RE: Reset Memory Pattern

Gianmario.Scotti_at_nokia.com
Date: 2003-06-16 11:12:58

Hi,



just wanted to chime in on SRAM vs. DRAM: SRAM is much faster, for reasons that are not simple to explain, but boil down to the fact that DRAM needs a special read access sequence, more complex than the one for SRAM. That's why cache memory is SRAM.

As for consumption, well, that depends. On one hand, fast SRAM memory, like the one used for cache RAM, is highly energy-consuming, because in order to have fast access times, relatively high currents in the flip-flop branches are necessary (higher current -> faster parasite capacitance discharge -> quicker writes & faster access). On the other hand, SRAM can be made also very energy-efficient, so it can be used for NVRAM. Take those Dallas NVRAM chips for example: they can maintain data for more than a decade. NVRAM is battery-backed SRAM.

So does SRAM consume less power than DRAM? Funnily enough, each expert seems to hold a different opinion on the subject, but my personal experience seems to indicate that SRAM consumes less energy than DRAM of comparable transistor technology and speed.


just my two cents of an euron


mario


P.S. This is my first post in cbm-hackers. I always top-post.
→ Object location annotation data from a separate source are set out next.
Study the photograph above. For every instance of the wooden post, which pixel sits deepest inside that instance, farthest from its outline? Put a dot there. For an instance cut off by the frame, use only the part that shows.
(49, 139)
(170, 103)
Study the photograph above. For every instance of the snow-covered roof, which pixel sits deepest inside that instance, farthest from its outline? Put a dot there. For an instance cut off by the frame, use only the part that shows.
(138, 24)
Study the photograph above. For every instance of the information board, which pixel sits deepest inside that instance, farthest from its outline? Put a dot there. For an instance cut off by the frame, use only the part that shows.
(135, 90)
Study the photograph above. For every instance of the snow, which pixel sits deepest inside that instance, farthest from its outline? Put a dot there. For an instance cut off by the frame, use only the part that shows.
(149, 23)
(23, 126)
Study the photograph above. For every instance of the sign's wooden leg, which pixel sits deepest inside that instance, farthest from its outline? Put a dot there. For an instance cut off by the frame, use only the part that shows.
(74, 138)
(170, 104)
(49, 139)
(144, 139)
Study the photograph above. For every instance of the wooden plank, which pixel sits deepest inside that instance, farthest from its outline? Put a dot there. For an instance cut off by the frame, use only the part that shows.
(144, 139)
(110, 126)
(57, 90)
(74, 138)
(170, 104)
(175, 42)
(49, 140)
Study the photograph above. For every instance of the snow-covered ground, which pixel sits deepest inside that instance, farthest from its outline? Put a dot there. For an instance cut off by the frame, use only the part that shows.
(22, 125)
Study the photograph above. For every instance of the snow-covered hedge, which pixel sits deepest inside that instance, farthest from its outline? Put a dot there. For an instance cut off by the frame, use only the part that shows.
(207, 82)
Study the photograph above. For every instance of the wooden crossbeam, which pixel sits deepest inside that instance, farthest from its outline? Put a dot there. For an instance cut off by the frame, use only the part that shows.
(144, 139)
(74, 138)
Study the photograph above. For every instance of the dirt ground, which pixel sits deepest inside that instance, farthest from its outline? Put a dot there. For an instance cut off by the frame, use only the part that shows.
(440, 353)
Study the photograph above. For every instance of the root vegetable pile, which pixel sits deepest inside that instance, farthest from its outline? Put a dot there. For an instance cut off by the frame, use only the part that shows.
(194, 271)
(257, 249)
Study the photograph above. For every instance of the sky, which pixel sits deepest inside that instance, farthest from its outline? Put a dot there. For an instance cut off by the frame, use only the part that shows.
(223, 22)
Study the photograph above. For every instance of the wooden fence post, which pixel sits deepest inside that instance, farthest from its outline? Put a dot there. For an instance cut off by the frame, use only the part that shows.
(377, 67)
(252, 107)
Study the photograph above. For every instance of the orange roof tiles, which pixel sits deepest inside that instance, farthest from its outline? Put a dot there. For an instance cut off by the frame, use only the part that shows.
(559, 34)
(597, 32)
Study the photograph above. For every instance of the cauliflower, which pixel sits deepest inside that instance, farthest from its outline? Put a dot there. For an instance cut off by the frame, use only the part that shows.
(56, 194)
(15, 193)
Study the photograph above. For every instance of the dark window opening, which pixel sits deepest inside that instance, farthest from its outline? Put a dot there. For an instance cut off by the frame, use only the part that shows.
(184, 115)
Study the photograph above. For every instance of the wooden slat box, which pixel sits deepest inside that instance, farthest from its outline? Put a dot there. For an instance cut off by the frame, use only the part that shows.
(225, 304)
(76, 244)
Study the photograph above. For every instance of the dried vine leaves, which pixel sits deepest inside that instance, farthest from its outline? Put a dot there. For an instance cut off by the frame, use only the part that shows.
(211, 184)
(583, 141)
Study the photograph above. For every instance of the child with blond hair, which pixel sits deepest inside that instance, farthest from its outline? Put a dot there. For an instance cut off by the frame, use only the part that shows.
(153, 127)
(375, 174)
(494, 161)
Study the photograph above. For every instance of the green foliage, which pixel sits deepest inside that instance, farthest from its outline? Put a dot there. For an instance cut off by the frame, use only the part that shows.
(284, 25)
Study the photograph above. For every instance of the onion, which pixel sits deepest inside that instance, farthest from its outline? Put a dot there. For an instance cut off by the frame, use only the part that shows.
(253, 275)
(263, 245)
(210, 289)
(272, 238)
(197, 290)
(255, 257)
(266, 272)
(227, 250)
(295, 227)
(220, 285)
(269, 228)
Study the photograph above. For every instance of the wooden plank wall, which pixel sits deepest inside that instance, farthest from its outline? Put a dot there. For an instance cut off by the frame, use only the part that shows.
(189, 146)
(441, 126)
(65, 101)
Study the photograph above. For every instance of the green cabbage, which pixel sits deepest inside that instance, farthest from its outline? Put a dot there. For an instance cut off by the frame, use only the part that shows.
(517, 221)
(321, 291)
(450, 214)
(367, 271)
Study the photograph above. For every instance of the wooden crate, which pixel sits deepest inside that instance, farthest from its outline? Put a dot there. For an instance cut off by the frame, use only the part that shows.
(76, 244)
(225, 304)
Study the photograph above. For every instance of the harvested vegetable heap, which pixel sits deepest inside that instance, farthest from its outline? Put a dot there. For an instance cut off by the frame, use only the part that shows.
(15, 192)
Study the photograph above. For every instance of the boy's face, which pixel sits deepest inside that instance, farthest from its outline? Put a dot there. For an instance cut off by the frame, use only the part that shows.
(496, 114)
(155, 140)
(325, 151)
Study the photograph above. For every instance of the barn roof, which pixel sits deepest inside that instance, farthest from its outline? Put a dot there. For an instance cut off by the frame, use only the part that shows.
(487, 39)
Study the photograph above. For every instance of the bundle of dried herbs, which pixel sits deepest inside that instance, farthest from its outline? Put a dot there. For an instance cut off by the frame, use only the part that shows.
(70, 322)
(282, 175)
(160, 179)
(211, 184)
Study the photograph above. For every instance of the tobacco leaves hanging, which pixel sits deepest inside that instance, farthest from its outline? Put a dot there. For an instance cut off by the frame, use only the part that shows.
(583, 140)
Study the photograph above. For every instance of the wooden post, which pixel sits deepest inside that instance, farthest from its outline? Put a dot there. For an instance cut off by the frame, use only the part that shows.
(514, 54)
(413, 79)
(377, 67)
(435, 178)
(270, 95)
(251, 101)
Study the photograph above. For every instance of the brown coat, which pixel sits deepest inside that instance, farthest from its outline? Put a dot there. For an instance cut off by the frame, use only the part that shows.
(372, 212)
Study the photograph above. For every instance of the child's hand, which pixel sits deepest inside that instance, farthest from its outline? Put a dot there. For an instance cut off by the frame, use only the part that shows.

Is that considered very rude here? 


-----Original Message-----
From: ext Spiro Trikaliotis [mailto:trik-news@gmx.de]
Sent: 16. June 2003 11:19
To: cbm-hackers@cling.gu.se
Subject: Re: Reset Memory Pattern


Hello,

sorry for replying so late, but my internet broke on Friday. :-(

On Fri, Jun 13, 2003 at 10:07:41PM +0200, Gideon Zweijtzer wrote:

> No. SRAM is not made of flip-flops. This would take up a huge amount of
> silicon area, because a flip-flop is made of two latches, which are each
> made up out of two gates (and a 2-input CMOS gate is at least 4
> transistors). Traditional SRAM cells are made up of only 6 transistors,
> but I have heard that newer SRAM cells are made out of 2 or 4
> transistors only.

From my (analog) electronics days, I remember that there is an analog FF
consisting of only 2 transisters (bipolar, I have to admit). Do I understand
you wrong, or don't you like it to call some analog circuitry a FF?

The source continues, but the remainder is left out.